- Born: August 19, 1982 (age 44)
- Education: Fordham University
- Occupation: Film director

= Jay Bulger =

American film director

Jay Bulger (born August 19, 1982) is an American film director and writer from Washington, D.C.

==Biography==
Bulger attended Fordham University in the Bronx, where he boxed in several New York Golden Glove tournaments. Photographs of his fighting launched him onto the cover of Vogue and then modelling for brands such as Armani, Calvin Klein, Dolce & Gabbana, Kenneth Cole, and Hermès.

He has directed music videos for bands such as The Hold Steady, Nightmare of You, Permanent Me, and Playradioplay, and commercials for brands such as Pepsi and Disney.

Bulger wrote an article for Rolling Stone entitled "The Devil and Ginger Baker", which became the premise for his documentary Beware of Mr. Baker. In the spring of 2010, Bulger returned to South Africa with a small film crew to finish making the film. Beware of Mr.

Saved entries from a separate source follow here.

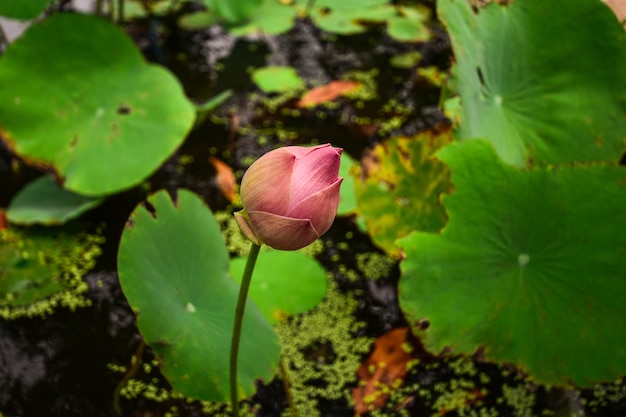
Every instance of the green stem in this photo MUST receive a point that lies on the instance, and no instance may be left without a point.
(241, 306)
(120, 12)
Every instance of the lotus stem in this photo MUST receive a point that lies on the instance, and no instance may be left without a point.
(241, 306)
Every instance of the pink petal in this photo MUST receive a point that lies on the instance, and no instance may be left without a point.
(282, 232)
(320, 208)
(266, 185)
(300, 151)
(314, 172)
(246, 227)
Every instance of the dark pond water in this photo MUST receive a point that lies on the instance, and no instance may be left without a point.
(63, 365)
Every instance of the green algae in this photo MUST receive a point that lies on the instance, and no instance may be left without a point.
(42, 269)
(375, 265)
(321, 353)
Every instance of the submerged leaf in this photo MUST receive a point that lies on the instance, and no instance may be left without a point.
(382, 371)
(326, 93)
(43, 201)
(275, 79)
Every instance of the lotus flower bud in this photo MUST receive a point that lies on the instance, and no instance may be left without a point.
(290, 196)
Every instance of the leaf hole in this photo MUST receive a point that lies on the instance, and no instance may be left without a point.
(150, 208)
(123, 109)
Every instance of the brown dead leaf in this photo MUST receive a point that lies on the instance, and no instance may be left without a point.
(326, 93)
(385, 368)
(225, 179)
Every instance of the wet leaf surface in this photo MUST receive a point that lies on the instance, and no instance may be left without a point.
(520, 254)
(86, 122)
(186, 309)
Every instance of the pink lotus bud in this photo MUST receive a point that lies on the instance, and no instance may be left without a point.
(290, 196)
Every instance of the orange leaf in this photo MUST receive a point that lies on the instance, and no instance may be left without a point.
(326, 93)
(384, 369)
(3, 220)
(225, 179)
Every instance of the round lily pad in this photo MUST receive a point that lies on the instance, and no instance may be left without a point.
(43, 201)
(529, 267)
(77, 97)
(173, 268)
(280, 290)
(536, 82)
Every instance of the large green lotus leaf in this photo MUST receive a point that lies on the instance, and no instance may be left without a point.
(537, 82)
(283, 283)
(43, 201)
(399, 188)
(173, 268)
(530, 267)
(78, 97)
(22, 9)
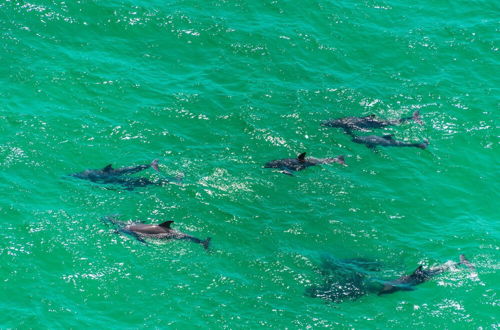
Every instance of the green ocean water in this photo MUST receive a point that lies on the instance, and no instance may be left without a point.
(215, 89)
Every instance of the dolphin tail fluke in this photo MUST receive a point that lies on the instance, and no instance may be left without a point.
(341, 160)
(464, 261)
(111, 219)
(416, 117)
(206, 243)
(154, 165)
(424, 144)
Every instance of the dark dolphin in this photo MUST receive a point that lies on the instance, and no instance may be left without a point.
(344, 279)
(119, 176)
(349, 279)
(368, 122)
(162, 231)
(108, 172)
(372, 141)
(288, 165)
(420, 275)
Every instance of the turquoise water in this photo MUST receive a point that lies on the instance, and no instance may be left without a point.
(214, 90)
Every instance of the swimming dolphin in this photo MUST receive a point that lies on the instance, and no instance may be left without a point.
(108, 172)
(372, 141)
(420, 275)
(349, 279)
(110, 175)
(288, 165)
(344, 279)
(368, 122)
(162, 231)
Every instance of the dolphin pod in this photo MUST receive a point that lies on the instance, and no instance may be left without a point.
(120, 176)
(344, 279)
(350, 279)
(161, 231)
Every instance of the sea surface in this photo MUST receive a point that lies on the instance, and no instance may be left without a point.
(213, 90)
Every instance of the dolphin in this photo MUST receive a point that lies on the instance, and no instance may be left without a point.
(110, 175)
(343, 279)
(372, 141)
(420, 275)
(368, 122)
(108, 172)
(288, 165)
(161, 231)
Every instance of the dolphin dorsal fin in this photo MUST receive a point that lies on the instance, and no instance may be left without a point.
(166, 224)
(418, 270)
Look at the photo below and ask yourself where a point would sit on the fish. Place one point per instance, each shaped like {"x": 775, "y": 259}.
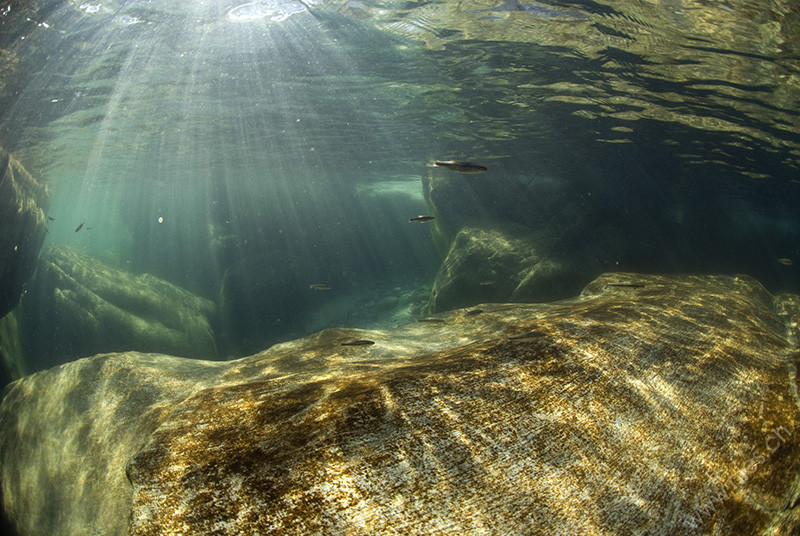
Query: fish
{"x": 359, "y": 342}
{"x": 460, "y": 166}
{"x": 319, "y": 286}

Baker premiered at the 2012 South by Southwest Film Festival and won the Grand Jury Prize for Best Documentary.

In 2018, Bulger played the lead role of Hunter S. Thompson in the film Fear and Loathing in Aspen by Bobby Kennedy III.

In 2017, Bulger directed the Netflix documentary feature Counterpunch, which premiered on June 16, 2017 and chronicles the trials and triumphs of three promising boxers navigating a sport in decline.

Bulger is also the founder and Executive Director of the nonprofit boxing gym Bronx Legends in the South Bronx, which he opened to provide youth with community, discipline and an alternative to street violence.